Un musée ambitieux pour des objets « de classe mondiale »

Le musée, qui pourrait s’appeler « Muz », suscite beaucoup d’espoirs, placés symboliquement dans ces manous qui resteront accrochés au gaïac toute la durée du chantier. Ancré dans le préambule de l’Accord de Nouméa, l’établissement, comme l’a expliqué Didier Poidyaliwane, membre du gouvernement en charge de la culture, s’est fixé de porter désormais une double reconnaissance : celle des Kanak et celle des autres communautés qui peuplent la Nouvelle-Calédonie.

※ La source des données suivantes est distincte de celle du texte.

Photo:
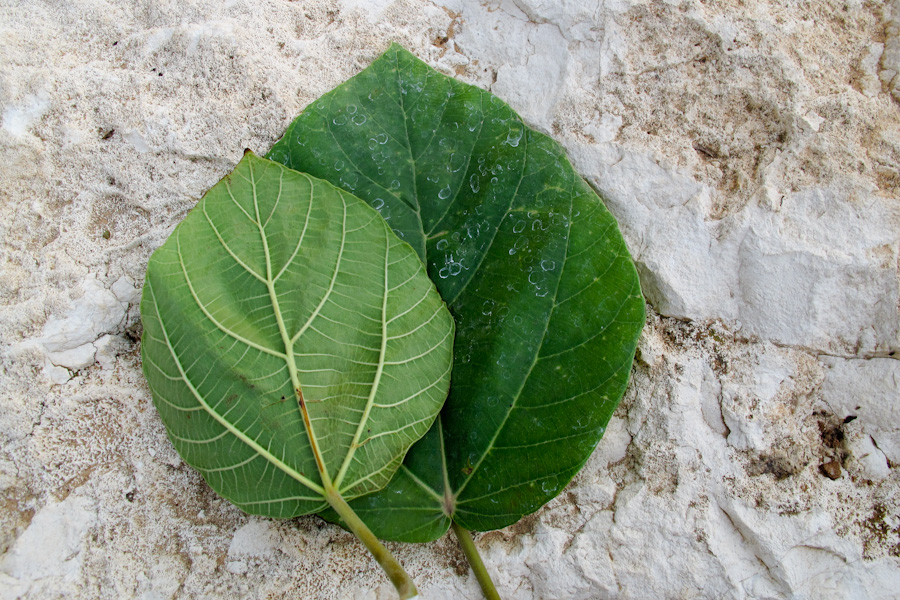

On y trouvera, en premier lieu, la collection d’art kanak, un fonds sans équivalent au monde, un patrimoine « essentiel », en particulier pour les générations futures, « assaillies par la modernité », selon les mots, cette fois, du président du Sénat coutumier, Hippolyte Sinewami-Htamumu, qui souligne que « nos racines sont nos forces ». Il permettra aussi aux populations de regarder l’histoire, la « vraie », au-delà de ce qui a pu être « enlevé » ou « dérobé », selon Roch Wamytan, président du Congrès.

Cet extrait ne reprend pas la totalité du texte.